43km feral-proof fence at Mt Gibson near completion
- Mt Gibson
- Field Program
- Feral cat and fox control
- Woylie | Shark Bay Mouse | Greater Stick-nest Rat
Fitting insulators for the hot wires - M McFall
May 2014: The 43km feral-proof fence at Mt Gibson is near completion, with all upper netting installed and the lower vertical netting and skirt netting in progress. While the recent rain has slowed down the netting installation, it has also enabled us to assess the effectiveness and reliability of the fence in the five watercourses that the fence traverses. Over the next month, seven gates will be constructed and fitted to the fence, taking the fence to “lock up” stage.

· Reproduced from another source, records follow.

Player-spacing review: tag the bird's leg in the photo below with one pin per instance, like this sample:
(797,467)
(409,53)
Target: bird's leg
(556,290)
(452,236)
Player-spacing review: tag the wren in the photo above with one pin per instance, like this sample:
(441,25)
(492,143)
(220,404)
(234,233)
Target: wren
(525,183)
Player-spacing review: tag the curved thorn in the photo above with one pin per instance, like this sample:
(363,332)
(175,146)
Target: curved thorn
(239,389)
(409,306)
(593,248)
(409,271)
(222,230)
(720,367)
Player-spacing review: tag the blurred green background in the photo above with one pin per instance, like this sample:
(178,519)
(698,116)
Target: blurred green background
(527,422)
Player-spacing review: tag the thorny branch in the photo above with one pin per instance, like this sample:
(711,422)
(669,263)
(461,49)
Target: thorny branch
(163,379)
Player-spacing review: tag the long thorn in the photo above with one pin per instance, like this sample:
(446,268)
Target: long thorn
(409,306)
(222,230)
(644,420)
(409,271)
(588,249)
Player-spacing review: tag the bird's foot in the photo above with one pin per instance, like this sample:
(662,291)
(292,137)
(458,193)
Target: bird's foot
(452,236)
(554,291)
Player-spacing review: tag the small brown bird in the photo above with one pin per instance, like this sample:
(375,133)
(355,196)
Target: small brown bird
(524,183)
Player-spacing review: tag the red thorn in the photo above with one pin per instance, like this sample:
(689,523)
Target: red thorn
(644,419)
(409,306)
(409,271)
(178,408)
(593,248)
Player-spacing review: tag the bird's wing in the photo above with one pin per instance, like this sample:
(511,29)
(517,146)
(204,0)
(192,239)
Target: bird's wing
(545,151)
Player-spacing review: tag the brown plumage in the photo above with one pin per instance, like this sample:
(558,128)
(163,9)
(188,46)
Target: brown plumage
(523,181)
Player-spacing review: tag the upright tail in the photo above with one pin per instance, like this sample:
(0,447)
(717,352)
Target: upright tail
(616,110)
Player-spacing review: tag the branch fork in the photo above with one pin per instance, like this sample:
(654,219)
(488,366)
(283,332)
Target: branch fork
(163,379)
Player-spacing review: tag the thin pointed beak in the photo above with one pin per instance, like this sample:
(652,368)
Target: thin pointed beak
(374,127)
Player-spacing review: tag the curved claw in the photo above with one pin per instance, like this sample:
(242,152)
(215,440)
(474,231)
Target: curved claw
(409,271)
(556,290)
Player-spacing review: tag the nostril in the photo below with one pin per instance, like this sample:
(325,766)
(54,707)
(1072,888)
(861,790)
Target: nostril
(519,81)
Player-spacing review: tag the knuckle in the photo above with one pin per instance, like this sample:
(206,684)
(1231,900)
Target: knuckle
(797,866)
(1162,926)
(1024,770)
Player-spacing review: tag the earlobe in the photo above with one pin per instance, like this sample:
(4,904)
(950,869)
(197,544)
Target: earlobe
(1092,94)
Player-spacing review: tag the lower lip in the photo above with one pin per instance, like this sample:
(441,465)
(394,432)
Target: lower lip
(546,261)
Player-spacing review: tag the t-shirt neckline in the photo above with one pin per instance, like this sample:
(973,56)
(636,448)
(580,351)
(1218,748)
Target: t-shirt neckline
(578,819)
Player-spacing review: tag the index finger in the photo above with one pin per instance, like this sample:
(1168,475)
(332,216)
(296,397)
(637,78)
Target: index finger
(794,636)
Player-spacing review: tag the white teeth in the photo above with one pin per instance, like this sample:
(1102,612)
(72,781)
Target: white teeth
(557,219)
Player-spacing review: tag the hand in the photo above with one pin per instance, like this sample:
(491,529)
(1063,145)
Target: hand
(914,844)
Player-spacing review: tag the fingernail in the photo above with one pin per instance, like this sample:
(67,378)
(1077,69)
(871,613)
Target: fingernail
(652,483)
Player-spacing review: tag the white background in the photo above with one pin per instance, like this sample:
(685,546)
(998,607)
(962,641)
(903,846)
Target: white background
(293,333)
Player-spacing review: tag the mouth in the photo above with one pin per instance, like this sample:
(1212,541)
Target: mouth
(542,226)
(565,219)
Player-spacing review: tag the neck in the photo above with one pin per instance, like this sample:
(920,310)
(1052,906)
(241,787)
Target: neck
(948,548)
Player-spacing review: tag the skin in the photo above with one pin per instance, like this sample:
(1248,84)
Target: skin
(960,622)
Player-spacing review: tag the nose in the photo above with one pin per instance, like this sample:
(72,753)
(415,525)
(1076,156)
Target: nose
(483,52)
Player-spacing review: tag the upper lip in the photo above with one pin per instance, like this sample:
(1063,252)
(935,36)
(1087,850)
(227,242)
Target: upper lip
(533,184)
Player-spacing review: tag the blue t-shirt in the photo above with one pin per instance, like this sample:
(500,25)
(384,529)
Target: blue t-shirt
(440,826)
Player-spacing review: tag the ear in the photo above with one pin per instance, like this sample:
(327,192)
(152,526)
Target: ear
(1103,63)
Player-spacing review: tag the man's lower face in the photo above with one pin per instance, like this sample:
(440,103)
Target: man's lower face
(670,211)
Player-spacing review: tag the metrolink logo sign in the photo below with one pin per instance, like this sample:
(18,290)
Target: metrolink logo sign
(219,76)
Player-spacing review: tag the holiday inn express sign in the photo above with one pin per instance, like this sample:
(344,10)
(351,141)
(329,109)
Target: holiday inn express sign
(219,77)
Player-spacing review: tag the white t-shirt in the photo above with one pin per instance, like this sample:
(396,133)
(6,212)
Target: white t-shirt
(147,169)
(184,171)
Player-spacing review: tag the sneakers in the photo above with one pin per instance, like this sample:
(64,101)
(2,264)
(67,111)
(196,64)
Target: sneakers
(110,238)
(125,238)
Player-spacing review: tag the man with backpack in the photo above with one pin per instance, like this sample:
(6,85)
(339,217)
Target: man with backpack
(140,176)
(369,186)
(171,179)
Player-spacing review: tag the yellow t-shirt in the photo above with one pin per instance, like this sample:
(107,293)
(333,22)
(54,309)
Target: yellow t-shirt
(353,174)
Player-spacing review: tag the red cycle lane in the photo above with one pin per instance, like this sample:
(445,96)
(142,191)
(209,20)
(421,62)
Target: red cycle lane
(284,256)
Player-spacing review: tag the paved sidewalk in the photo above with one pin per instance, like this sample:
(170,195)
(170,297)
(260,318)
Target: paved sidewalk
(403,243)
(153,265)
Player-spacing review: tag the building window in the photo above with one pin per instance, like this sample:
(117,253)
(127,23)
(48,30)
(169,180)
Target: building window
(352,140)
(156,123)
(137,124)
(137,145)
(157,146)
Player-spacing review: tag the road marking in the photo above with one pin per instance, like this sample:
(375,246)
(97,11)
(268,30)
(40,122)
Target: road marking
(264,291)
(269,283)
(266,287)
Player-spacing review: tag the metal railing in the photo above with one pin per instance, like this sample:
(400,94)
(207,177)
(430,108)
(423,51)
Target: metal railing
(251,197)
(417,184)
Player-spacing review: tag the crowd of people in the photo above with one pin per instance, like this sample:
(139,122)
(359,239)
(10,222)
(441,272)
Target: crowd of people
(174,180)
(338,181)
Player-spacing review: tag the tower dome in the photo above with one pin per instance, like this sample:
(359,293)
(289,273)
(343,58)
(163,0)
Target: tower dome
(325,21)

Preparations are underway for feral control activities which will enter their next phase after the fence is completed. Our Sanctuary Manager, Rob Lennard, and the Feral Animal Control team have been building traps and planning their assault on the feral cats, foxes and rabbits that currently inhabit the 7,800 hectares of woodland enclosed by the fence. Our aim is to have the area feral-free before the end of summer.
Read more about the Mt Gibson Endangered Wildlife Restoration Project.
- The construction of a purpose-built 43 kilometre fence at Mt Gibson will establish the largest fox and cat-free area on mainland Western Australia (7,800 hectares).
- AWC will reintroduce nine of Australia’s most endangered mammal species - the Bilby, Numbat, Woylie, Western Barred Bandicoot, Shark Bay Mouse, Red-tailed Phascogale, Greater Stick-nest Rat and Chuditch.
- This single project will help provide a more secure future for 14% (one in seven) of Australia’s 65 nationally threatened mammal species and will increase the global Numbat population by 33%.